I have a set of data that look like this:

```
Spray.A Spray.B
1 10 11
2 7 17
3 20 21
4 14 11
5 14 16
6 12 14
7 10 17
8 23 17
9 17 19
10 20 21
11 14 7
12 13 13
```

If Spray A is the original, we want to know if Spray B, the new one, is “better”. A higher average number indicates better.

```
sapply(data, mean)
Spray.A Spray.B
14.50000 15.33333
```

So B appears better at first glance. But, if I wanted to apply a hypothesis test where Ho is that there is no difference with a threshold of 0.05, how would I do that?

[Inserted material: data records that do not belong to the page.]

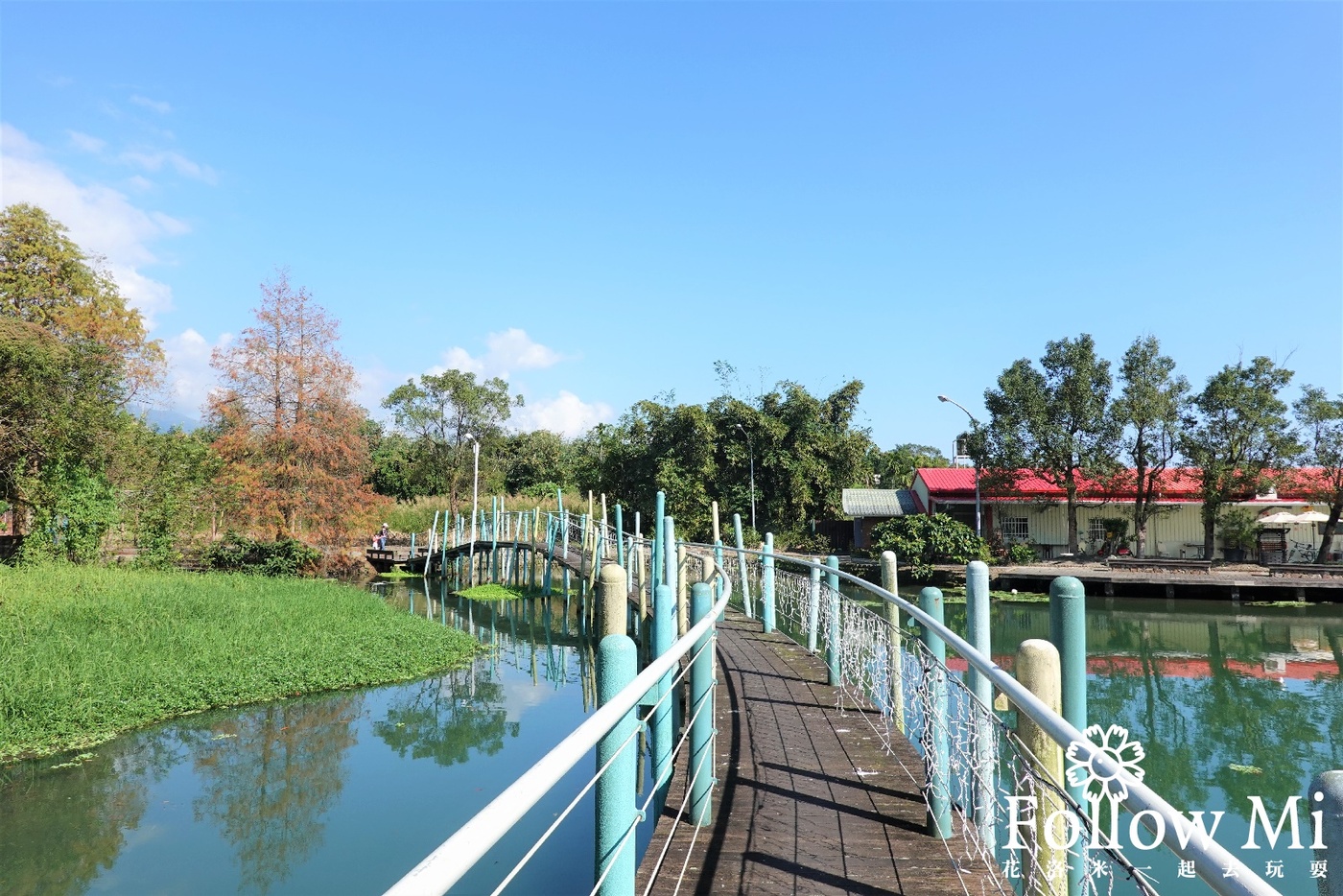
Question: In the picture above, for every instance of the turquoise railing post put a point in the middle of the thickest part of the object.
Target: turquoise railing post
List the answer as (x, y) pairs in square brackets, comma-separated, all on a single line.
[(664, 636), (1326, 797), (767, 583), (669, 555), (935, 745), (977, 629), (1068, 633), (701, 711), (813, 609), (836, 672), (655, 557), (742, 567), (617, 811)]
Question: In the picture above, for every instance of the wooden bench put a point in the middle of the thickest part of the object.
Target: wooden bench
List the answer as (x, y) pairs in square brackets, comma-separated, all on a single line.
[(1157, 563), (1305, 569)]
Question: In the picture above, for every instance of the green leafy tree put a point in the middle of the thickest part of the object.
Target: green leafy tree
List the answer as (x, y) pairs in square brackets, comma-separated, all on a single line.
[(436, 413), (895, 469), (58, 419), (47, 279), (1054, 422), (1322, 423), (1236, 434), (924, 540), (1150, 409)]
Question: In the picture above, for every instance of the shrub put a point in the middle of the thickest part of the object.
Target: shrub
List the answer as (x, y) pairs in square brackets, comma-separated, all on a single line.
[(924, 540), (239, 554)]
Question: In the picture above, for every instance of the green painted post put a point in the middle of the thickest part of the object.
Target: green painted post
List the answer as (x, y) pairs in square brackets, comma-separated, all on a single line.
[(655, 557), (1068, 633), (895, 656), (767, 583), (664, 636), (617, 811), (701, 711), (835, 671), (742, 567), (669, 555), (813, 609), (977, 630), (936, 755), (620, 535)]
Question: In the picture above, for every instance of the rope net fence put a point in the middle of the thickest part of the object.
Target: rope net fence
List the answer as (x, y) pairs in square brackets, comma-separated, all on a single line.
[(890, 680)]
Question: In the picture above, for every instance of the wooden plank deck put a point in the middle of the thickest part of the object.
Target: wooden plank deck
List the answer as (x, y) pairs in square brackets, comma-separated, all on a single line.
[(791, 813)]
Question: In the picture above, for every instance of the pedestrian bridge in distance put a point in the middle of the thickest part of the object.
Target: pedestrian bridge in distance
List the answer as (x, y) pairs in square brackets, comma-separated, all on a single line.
[(799, 741)]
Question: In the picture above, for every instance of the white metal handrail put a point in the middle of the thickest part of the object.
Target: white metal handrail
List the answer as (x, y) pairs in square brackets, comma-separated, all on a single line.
[(1213, 862), (457, 855)]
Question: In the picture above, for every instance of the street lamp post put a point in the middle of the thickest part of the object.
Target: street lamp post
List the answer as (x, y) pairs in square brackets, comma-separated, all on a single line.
[(476, 483), (751, 449), (974, 423)]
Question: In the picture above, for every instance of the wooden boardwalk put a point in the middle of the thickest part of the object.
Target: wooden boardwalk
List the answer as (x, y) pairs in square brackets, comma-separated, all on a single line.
[(791, 813)]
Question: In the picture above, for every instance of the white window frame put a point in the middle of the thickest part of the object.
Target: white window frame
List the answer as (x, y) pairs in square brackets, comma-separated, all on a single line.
[(1011, 532)]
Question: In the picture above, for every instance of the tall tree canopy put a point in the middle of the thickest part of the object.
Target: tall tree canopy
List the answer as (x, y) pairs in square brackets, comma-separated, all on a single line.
[(1150, 409), (1322, 420), (47, 279), (1056, 422), (436, 413), (1237, 432), (289, 430)]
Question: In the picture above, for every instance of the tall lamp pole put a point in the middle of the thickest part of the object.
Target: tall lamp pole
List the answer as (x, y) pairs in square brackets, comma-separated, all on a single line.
[(974, 423), (476, 483), (751, 449)]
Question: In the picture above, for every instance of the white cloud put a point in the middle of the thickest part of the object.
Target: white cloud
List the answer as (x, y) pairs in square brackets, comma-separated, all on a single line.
[(190, 376), (101, 219), (156, 158), (566, 413), (83, 143), (157, 105), (506, 352)]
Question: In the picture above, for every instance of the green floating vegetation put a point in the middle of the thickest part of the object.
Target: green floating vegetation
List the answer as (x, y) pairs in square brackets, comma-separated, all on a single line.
[(87, 653), (501, 593)]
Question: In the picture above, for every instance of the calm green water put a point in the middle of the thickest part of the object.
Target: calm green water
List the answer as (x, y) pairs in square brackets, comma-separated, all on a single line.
[(332, 794), (344, 792)]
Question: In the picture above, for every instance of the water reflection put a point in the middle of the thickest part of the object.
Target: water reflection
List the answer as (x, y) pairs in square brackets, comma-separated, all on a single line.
[(268, 779)]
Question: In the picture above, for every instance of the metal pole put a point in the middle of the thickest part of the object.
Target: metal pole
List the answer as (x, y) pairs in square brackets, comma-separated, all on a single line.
[(978, 621), (742, 567), (835, 672), (895, 656), (1068, 633), (701, 711), (617, 811), (936, 759), (767, 583)]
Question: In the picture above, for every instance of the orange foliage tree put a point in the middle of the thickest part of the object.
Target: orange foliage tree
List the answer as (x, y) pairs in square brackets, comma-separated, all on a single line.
[(289, 430)]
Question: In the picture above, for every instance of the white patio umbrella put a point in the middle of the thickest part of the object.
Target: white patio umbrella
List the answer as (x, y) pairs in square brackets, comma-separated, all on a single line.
[(1282, 517), (1312, 516)]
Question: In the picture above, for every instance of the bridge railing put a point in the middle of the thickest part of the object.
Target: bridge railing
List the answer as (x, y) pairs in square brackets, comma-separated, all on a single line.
[(614, 728), (1013, 811)]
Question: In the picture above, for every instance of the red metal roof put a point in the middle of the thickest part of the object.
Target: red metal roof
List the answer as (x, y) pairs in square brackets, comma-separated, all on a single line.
[(946, 483)]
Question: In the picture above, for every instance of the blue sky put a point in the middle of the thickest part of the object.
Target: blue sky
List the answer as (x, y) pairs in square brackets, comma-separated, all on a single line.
[(600, 200)]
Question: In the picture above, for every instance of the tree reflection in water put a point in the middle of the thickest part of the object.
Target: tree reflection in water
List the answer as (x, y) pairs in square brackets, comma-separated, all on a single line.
[(89, 812), (269, 777), (446, 718)]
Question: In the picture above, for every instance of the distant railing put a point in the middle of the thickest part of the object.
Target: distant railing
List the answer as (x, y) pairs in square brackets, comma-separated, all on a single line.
[(615, 728), (976, 766)]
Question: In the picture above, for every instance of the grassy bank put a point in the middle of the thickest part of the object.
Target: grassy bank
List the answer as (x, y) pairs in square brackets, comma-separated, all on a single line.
[(86, 653)]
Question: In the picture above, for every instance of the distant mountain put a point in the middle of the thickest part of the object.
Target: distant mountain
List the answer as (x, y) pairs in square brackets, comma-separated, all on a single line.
[(165, 418)]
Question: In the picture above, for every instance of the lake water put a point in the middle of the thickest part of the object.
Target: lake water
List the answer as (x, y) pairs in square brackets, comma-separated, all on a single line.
[(333, 794), (344, 792)]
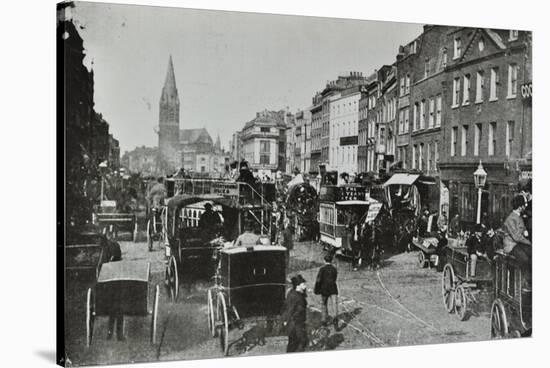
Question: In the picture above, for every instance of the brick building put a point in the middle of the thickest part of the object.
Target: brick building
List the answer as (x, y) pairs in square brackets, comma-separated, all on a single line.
[(384, 115), (316, 117), (486, 118)]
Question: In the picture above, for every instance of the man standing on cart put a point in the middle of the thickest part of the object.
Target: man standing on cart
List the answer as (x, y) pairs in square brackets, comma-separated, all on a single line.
[(294, 315), (116, 317), (325, 285)]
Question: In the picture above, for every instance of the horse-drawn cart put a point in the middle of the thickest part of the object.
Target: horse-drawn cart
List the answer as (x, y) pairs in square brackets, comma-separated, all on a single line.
[(122, 288), (461, 289), (250, 284), (108, 218), (511, 310)]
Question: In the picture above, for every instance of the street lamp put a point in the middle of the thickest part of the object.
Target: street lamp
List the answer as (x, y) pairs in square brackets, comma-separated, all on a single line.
[(480, 176)]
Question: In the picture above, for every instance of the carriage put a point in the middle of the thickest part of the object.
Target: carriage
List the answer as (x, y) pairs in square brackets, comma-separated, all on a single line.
[(122, 288), (460, 290), (190, 251), (250, 283), (156, 226), (84, 254), (512, 306), (339, 207), (109, 218)]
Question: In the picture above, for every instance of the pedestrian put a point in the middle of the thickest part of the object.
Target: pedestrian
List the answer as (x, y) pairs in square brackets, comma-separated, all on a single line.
[(355, 243), (294, 315), (476, 247), (454, 226), (116, 317), (325, 285), (515, 233)]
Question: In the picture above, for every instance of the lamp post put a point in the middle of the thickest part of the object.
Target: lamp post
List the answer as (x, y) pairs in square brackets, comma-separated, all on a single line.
[(480, 176)]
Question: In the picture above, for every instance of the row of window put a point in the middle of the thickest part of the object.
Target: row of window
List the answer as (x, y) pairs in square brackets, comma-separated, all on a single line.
[(343, 155), (423, 157), (492, 139), (494, 84), (339, 129)]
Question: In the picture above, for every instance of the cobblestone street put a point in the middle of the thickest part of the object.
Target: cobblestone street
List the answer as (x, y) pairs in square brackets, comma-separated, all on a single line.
[(400, 304)]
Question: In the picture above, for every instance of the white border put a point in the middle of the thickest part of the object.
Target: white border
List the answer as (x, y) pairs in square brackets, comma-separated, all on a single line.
[(28, 166)]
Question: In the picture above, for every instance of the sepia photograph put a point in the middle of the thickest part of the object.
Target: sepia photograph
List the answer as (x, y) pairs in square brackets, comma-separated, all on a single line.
[(245, 184)]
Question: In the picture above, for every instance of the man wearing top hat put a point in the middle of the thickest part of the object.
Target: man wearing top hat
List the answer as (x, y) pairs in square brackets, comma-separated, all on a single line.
[(294, 315)]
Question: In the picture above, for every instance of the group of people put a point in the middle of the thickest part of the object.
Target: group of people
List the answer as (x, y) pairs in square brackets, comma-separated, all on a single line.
[(294, 313)]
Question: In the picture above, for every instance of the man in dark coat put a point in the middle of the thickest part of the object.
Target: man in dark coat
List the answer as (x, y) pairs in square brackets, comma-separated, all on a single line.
[(325, 285), (114, 254), (210, 221), (294, 315), (515, 233)]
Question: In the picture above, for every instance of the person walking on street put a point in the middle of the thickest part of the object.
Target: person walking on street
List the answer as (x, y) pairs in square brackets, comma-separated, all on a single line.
[(355, 243), (294, 315), (515, 233), (116, 317), (325, 285)]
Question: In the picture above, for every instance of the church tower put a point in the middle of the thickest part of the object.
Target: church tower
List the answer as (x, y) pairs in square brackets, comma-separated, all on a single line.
[(169, 121)]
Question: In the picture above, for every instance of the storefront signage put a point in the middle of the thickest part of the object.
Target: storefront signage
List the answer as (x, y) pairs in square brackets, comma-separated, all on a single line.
[(525, 175), (348, 141), (374, 208)]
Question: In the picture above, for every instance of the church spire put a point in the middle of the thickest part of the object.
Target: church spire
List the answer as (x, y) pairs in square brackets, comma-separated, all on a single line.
[(218, 144), (170, 91)]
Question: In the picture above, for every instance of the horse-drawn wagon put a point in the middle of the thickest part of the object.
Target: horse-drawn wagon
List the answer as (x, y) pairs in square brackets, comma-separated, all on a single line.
[(122, 288), (250, 283)]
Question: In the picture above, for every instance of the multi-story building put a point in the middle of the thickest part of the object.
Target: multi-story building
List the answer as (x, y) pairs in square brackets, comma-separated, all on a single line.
[(316, 117), (236, 146), (344, 125), (262, 140), (142, 160), (486, 118), (421, 69), (290, 163), (303, 121), (333, 92), (306, 133), (371, 128), (362, 131), (385, 118)]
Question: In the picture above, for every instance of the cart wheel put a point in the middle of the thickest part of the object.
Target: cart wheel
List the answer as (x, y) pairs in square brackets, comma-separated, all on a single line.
[(149, 235), (173, 278), (461, 303), (223, 324), (90, 316), (447, 287), (154, 317), (499, 324), (211, 317), (421, 259)]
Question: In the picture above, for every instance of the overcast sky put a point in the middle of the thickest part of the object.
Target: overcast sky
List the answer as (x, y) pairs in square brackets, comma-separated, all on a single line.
[(228, 65)]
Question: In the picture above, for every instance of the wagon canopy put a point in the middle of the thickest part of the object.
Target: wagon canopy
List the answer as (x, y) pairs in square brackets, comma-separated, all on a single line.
[(183, 200), (124, 271), (408, 179)]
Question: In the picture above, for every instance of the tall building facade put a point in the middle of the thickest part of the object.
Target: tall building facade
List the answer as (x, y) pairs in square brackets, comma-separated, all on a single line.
[(316, 117), (262, 140), (344, 130), (487, 118)]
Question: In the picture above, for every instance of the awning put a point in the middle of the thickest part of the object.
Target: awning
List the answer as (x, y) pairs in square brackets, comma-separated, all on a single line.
[(356, 202), (402, 178)]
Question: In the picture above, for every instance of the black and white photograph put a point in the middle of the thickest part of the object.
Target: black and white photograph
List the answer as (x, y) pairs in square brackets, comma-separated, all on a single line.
[(242, 184)]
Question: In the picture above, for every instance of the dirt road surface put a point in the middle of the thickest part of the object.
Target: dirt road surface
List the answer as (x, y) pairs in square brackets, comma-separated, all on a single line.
[(399, 304)]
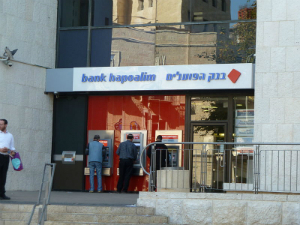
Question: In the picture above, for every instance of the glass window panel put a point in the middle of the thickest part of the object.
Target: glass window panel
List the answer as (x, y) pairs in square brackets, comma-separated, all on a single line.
[(74, 13), (72, 49), (215, 10), (209, 108), (133, 46), (205, 44), (101, 48), (102, 13), (243, 120)]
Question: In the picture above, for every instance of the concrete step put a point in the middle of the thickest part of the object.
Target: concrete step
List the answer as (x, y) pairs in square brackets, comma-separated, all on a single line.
[(15, 207), (106, 218), (91, 223), (24, 216), (11, 214), (100, 210)]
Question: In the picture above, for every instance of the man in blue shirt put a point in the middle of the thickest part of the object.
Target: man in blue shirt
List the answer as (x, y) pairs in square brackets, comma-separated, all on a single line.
[(95, 152), (128, 153), (6, 148)]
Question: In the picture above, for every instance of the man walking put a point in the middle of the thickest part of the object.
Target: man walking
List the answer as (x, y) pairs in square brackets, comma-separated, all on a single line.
[(6, 148), (162, 154), (128, 153), (95, 152)]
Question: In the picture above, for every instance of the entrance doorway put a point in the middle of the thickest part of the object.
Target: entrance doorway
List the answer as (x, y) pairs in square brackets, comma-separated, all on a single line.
[(208, 164)]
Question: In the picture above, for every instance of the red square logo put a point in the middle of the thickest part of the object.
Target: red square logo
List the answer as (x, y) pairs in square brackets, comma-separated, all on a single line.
[(234, 75)]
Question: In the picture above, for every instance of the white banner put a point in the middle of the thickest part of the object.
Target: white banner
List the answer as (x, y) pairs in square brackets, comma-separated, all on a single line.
[(182, 77)]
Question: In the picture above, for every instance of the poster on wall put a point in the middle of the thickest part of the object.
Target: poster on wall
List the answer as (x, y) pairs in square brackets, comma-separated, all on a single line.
[(244, 122), (244, 131), (169, 138), (244, 113)]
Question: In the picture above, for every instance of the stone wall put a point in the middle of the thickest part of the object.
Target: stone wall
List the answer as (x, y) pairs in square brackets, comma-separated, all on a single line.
[(277, 75), (217, 208), (277, 80), (30, 27)]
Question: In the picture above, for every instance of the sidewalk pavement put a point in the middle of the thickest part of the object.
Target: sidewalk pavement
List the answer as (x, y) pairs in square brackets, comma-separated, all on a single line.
[(74, 198)]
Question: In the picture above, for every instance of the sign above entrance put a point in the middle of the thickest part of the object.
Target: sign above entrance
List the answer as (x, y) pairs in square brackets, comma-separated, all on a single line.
[(141, 78)]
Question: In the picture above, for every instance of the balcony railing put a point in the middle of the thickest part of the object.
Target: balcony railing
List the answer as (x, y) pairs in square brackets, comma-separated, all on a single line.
[(225, 166)]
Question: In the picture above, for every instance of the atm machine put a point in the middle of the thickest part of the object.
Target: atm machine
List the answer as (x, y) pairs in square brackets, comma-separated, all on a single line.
[(140, 141), (169, 137), (106, 138)]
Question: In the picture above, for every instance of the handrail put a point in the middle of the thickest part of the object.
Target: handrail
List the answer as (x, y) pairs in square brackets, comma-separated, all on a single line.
[(47, 194), (256, 154), (213, 143)]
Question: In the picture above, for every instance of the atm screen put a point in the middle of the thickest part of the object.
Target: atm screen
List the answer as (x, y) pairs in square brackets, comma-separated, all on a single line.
[(105, 155)]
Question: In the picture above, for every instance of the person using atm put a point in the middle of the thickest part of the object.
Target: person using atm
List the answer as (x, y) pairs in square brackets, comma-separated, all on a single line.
[(95, 151), (162, 154), (128, 154)]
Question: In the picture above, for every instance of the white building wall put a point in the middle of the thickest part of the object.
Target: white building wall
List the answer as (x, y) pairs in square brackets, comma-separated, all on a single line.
[(277, 91), (30, 27), (277, 78)]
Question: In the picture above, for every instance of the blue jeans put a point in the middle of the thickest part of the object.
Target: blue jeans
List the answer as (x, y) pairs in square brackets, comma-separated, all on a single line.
[(98, 167)]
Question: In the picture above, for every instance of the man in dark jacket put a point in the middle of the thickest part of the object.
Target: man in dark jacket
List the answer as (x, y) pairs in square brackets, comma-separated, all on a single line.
[(95, 151), (128, 154), (162, 154)]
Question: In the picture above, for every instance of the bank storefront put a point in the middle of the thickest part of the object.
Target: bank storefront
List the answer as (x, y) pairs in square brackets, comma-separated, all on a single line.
[(194, 103)]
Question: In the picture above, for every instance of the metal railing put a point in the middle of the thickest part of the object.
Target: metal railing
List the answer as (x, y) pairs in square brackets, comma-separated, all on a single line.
[(47, 184), (225, 166)]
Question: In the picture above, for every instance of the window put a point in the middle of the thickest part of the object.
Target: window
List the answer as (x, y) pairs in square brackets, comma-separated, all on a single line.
[(141, 5), (214, 3), (209, 108), (150, 3), (224, 5), (74, 13)]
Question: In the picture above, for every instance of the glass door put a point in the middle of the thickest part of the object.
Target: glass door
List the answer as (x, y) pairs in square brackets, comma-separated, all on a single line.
[(208, 163)]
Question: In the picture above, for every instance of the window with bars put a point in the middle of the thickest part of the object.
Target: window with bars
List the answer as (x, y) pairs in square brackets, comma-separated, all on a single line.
[(214, 3), (141, 5), (224, 5)]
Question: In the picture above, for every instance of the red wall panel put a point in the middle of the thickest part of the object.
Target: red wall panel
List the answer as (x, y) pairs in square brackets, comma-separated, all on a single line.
[(138, 112)]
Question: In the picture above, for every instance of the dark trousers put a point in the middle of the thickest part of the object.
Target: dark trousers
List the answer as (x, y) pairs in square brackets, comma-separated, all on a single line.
[(125, 171), (4, 162)]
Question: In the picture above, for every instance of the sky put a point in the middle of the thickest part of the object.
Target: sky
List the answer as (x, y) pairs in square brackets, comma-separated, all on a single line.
[(235, 7)]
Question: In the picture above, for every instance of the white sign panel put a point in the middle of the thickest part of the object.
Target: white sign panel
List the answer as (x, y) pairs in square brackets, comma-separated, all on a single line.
[(182, 77)]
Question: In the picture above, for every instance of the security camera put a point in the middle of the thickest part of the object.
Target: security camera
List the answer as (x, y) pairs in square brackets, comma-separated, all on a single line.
[(7, 62)]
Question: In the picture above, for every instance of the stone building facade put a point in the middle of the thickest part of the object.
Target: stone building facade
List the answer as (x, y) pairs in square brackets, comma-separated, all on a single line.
[(30, 27)]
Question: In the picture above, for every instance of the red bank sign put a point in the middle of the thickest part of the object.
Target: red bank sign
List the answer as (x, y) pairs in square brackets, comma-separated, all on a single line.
[(174, 77)]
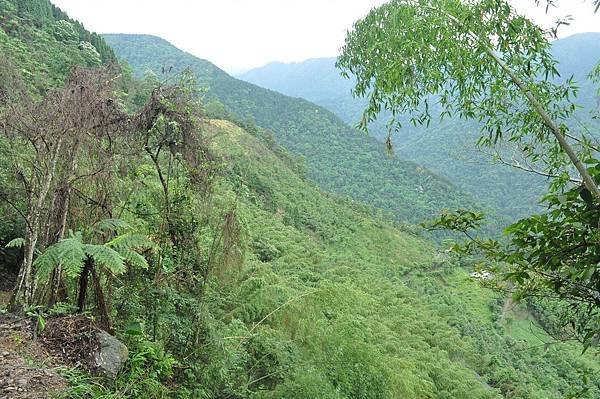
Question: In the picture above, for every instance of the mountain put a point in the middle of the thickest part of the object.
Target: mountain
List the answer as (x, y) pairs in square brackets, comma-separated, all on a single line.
[(45, 43), (338, 158), (447, 148), (279, 289)]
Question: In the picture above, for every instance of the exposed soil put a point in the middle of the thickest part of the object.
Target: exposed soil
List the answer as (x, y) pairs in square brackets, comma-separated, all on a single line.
[(71, 339), (26, 369)]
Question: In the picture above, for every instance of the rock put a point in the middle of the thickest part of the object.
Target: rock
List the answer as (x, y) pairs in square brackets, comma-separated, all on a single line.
[(21, 382), (111, 355)]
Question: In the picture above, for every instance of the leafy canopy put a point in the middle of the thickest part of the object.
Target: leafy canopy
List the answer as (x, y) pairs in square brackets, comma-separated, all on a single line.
[(476, 59)]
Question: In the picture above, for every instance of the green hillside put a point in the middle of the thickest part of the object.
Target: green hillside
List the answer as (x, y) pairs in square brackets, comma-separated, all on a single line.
[(237, 277), (447, 148), (337, 157), (46, 43)]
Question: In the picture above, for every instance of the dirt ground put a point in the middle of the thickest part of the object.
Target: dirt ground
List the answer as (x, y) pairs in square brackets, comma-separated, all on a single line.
[(26, 368)]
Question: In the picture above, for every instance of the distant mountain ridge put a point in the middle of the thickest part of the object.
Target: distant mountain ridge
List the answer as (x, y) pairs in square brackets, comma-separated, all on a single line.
[(338, 158), (446, 148)]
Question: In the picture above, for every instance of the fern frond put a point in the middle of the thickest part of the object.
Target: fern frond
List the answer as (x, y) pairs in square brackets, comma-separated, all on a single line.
[(134, 259), (45, 263), (16, 243), (107, 257), (68, 253), (117, 225), (129, 241)]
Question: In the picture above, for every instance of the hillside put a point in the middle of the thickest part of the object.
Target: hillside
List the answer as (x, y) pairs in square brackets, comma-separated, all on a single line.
[(446, 148), (337, 157), (46, 43), (225, 271)]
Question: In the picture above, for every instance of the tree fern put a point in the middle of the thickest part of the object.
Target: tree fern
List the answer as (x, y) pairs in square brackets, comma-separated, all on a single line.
[(68, 252), (117, 225), (16, 243), (106, 257), (113, 256), (129, 241), (134, 259)]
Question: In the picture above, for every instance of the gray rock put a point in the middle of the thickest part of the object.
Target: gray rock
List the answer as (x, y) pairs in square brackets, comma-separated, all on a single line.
[(111, 355), (21, 382)]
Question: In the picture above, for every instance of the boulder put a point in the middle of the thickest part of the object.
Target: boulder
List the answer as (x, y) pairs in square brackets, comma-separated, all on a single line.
[(110, 356)]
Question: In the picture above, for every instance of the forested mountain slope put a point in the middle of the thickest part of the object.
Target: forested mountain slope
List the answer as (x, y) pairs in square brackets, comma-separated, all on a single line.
[(337, 157), (263, 285), (447, 148), (46, 43)]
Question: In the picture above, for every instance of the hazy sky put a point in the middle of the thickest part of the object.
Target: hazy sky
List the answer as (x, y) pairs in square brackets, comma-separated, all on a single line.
[(242, 34)]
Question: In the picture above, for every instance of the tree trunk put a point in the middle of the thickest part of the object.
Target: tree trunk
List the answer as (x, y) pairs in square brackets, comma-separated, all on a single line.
[(100, 302), (24, 288), (83, 281)]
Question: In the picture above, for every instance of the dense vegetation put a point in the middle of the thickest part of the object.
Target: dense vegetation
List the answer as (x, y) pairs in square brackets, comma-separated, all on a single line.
[(337, 157), (226, 271), (448, 148)]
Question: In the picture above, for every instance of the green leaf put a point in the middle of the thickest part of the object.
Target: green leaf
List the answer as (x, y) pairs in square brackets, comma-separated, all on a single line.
[(16, 243), (106, 257)]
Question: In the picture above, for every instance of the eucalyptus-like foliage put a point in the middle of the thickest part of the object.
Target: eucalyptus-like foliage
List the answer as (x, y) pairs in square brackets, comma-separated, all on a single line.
[(479, 59), (476, 59)]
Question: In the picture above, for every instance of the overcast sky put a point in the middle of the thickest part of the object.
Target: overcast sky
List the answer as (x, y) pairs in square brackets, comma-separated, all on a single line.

Each observation took place in a different city. Does that impact the choice of test? A paired t-test perhaps?

I have done a chi-squared test before, where I’d input the means only. But what would be the right hypothesis test to use here to determine if the higher mean from Spray B is sufficiently different enough to reject the hypothesis?

Yes, the fact that measurements are paired, in the sense that there are two measures for each city over a set of cities, means that your data are not independent. The lack of independence violates the assumption of the independent samples $t$-test. A paired samples $t$-test is an option here.

However, you don't have much data, and the paired samples $t$-test assumes that the differences are normally distributed. Your differences don't look very normal in a qq-plot:

```
library(car)
qqPlot(Spray.B-Spray.A)
```

Thus, you may prefer an nonparametric option instead. The nonparametric analog of the paired $t$-test is the Wilcoxon signed rank test.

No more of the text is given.